Colorado Independent crosses first hurdle in U.S. Supreme Court case

The United States Supreme Court ruled Monday to allow the Trump administration to more stringently screen immigration applicants by income and use of public programs (photo by Phil Cherner)
The United States Supreme Court ruled Monday to allow the Trump administration to more stringently screen immigration applicants by income and use of public programs. (Photo by Phil Cherner)

Editor’s Note: Since this story was published, the Attorney General’s office has asked for an extension in responding to the U.S. Supreme Court. A cert decision now won’t be made until winter of 2019.

The Colorado Independent has cleared an initial hurdle in its bid to persuade the U.S. Supreme Court to consider its First Amendment case.

The court on Thursday issued a request for a response from Colorado Attorney General Cynthia Coffman to The Independent’s petition for the high court to hear the case. The legal battle is over sealed court records about 18th Judicial District Attorney George Brauchler’s prosecution of Sir Mario Owens, one of three men on Colorado’s death row.

Supreme Court justices were originally set to conference about the petition on Nov. 9, at which point they might have denied the petition outright (statistically, that would have been the most likely outcome), grant it and put the case on the court’s docket, or request a response from the Colorado attorney general’s office.

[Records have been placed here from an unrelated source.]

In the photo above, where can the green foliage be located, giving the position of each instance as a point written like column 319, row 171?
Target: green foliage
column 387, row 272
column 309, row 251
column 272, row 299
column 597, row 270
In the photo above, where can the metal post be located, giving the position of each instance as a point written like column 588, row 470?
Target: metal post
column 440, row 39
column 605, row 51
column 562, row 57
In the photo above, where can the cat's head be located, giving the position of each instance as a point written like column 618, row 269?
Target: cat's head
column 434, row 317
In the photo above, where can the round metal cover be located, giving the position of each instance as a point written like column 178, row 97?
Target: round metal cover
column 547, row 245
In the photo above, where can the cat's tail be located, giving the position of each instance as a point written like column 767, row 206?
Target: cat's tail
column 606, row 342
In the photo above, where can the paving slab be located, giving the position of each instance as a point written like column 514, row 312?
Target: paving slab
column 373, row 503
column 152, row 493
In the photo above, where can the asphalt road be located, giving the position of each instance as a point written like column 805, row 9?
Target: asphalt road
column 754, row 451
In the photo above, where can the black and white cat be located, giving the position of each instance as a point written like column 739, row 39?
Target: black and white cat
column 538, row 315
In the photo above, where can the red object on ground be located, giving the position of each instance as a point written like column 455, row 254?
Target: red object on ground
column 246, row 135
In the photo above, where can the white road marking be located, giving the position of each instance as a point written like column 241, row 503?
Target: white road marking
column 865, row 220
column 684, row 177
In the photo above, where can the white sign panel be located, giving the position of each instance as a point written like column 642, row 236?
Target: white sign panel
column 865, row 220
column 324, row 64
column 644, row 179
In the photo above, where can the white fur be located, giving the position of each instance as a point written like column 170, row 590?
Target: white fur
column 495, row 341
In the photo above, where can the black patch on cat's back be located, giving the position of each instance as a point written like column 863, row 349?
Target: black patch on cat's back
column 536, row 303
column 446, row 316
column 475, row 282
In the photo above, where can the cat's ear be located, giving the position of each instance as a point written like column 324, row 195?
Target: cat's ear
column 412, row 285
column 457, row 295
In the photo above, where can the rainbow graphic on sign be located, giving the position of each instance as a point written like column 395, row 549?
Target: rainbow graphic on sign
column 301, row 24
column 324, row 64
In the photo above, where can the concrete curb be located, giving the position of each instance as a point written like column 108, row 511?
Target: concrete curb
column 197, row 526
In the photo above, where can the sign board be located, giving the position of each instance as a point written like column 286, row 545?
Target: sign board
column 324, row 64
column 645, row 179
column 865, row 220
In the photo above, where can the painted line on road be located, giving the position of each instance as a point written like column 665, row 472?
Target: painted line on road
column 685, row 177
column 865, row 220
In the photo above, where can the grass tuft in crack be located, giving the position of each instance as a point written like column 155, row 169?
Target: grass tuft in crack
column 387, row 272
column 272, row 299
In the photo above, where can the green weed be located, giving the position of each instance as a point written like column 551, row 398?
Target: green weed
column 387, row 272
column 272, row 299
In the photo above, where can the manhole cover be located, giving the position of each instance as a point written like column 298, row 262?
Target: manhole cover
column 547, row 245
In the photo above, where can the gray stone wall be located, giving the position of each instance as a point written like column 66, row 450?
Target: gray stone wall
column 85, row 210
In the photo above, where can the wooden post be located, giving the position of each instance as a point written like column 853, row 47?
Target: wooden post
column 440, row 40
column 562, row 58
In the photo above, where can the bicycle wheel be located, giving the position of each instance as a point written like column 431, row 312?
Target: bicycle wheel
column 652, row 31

That the court took that third route eight days ahead of the scheduled conference indicates at least some interest from the justices, though it far from guarantees they’ll ever hear the case, said Steve Zansberg, a Colorado attorney with the firm Ballard Spahr who is representing The Independent pro bono.

Coffman, a Republican who’ll exit office in January, has until Dec. 3 to file the requested response. The planned Nov. 9 conference on this matter will be postponed until at least Dec. 3.

Coffman’s office waived an opportunity to file a response last month to The Independent’s petition, but when the case was before the Colorado Supreme Court Coffman’s office argued, in a sweeping dismissal of The Independent‘s position, that “there is no constitutional right of access” to the sealed court documents the newsroom seeks.

In its case, The Independent, a nonprofit newsroom based in Denver, is seeking to protect the public’s First Amendment right to court records.

In late 2017, District Court Judge Christopher Munch issued a 1,500-page order upholding a murder conviction against Owens as well as his death sentence — but the judge also found a pattern of misconduct by prosecutors who, he said, withheld evidence that might have helped Owens.

Munch wrote in his order that had the withheld evidence been produced at trial, it wouldn’t have led to a not-guilty verdict, and so it did not warrant lifting Owens’ death sentence.

Following that finding of prosecutorial misconduct, attorneys for Owens tried to have Brauchler’s office disqualified from the case, but the judge refused.The Independent sought access specifically to four sealed court documents that addressed the request. The Colorado Supreme Court unanimously ruled against The Independent, saying that “unfettered access” to criminal justice records isn’t guaranteed by either the First Amendment or Colorado’s Constitution. The Independent sought a rehearing — which was denied — on the grounds that the court misread the request.

The state Supreme Court ruling made Colorado the only state in the nation without a presumed First Amendment access to court documents. It sparked the current, pending appeal at the U.S. Supreme Court.

Last week, nearly 100 First Amendment scholars and news outlets or organizations around the country signed on to “friend of the court” briefs in support of The Independent. They included The Washington Post, The New York Times, the Associated Press, NPR and NBC News.

Brauchler, a Republican, is facing Democrat Phil Weiser in a race to replace Coffman as attorney general.